There’s still a lot of room for the human eye and for the precision of a human storyteller to build emotion, give context, and tell the machine what to do. If the human isn’t doing their job, the machine can’t do its job.
(If I were interested in making cheesy references, I would say that baseball generative AI, like media relations, relies on having a good pitch.)
Taken in the broader context, I’ve realized that as AI handles things like basic writing, humans should develop a sharper sense of what requires human insight, like understanding context, making ethical judgments, or recognizing when something feels “off” even if it’s technically correct.
Asking Better Questions Is A Skill Worth Developing
I got excited when ChatOBP began giving me information I hadn’t asked for or considered. And I stopped asking follow-up questions or trying to process whether the machine was giving me better information than I had on my own. I just accepted that the AI would have better answers.

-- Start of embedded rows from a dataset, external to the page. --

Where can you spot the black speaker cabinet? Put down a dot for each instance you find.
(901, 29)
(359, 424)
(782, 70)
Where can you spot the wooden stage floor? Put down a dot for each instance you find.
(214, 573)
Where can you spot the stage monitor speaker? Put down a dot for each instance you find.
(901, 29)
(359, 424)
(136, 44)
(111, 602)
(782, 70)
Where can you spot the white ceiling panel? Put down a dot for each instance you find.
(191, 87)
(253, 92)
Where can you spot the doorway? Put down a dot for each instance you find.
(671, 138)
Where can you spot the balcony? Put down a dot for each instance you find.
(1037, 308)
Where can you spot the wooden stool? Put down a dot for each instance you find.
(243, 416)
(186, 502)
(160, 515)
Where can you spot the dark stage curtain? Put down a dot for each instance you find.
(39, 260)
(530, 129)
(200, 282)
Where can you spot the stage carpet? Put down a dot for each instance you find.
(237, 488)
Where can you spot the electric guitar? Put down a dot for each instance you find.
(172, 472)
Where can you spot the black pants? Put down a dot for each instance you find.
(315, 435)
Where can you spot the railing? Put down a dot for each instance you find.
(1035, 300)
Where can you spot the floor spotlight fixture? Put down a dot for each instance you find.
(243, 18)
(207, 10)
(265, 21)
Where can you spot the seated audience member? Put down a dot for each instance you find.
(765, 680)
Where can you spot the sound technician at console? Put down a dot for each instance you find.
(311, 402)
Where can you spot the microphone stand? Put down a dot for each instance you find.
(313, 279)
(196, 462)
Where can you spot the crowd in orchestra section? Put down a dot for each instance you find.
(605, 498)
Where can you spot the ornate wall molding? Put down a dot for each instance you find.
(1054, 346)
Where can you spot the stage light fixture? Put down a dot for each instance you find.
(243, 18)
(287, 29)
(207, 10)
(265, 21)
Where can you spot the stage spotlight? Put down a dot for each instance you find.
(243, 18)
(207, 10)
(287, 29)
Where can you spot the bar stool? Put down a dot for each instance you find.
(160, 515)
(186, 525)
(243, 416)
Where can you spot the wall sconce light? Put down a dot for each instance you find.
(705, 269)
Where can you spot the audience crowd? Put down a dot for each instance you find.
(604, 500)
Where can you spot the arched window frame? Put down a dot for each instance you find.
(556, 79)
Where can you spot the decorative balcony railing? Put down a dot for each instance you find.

Instead, I should have considered whether I’d asked it the right questions. I learned that the quality of what you get from AI often depends on how thoughtfully you frame your requests. Taken more broadly, using AI should encourage more strategic thinking about problem-solving in general.
Don’t Be Afraid To Get It Wrong
Like with anything, you can’t be afraid to get things wrong. I’ll use ChatOBP again next season to help me build a draft strategy; this year’s experience was good for learning, and I will have a much better understanding of how to work with AI in developing a winning strategy next year.
More broadly, rather than expecting perfect results immediately, working with AI teaches the human using it the value of refinement through multiple rounds of feedback. This mindset also applies well to creative projects, problem-solving, and learning in general.
Make It Fun
Gini had a method to her madness when suggesting I experiment with AI in developing my strategy. By encouraging me to use the tool for something I’m passionate about, she removed any intimidation I might feel about it; making it fun makes it easier to learn.
If you’re one of the handful of Luddites like me who have avoided generative AI, ease your way into the tool with something you’re interested in and passionate about, and learn the fun way.
Why I’d Still Call It A Win
While being completely out of contention as early as May and having nothing to play for for the final four months of the season isn’t fun – and I will have to wear the loser’s hat at next year’s draft, which is not something I’m looking forward to – I consider the experiment with ChatOBP to be a successful failure, if I may borrow a phrase coined by astronaut Jim Lovell about the Apollo 13 mission.
My concerns about working with generative AI were overcome, my fears about the importance of human judgment turned out to be overblown, and I got more comfortable with a tool I will need for work.
The AI didn’t win me a championship. But it won me over. And that might matter more.
As for fantasy baseball, I have four words for my fellow owners: Wait ‘til next year!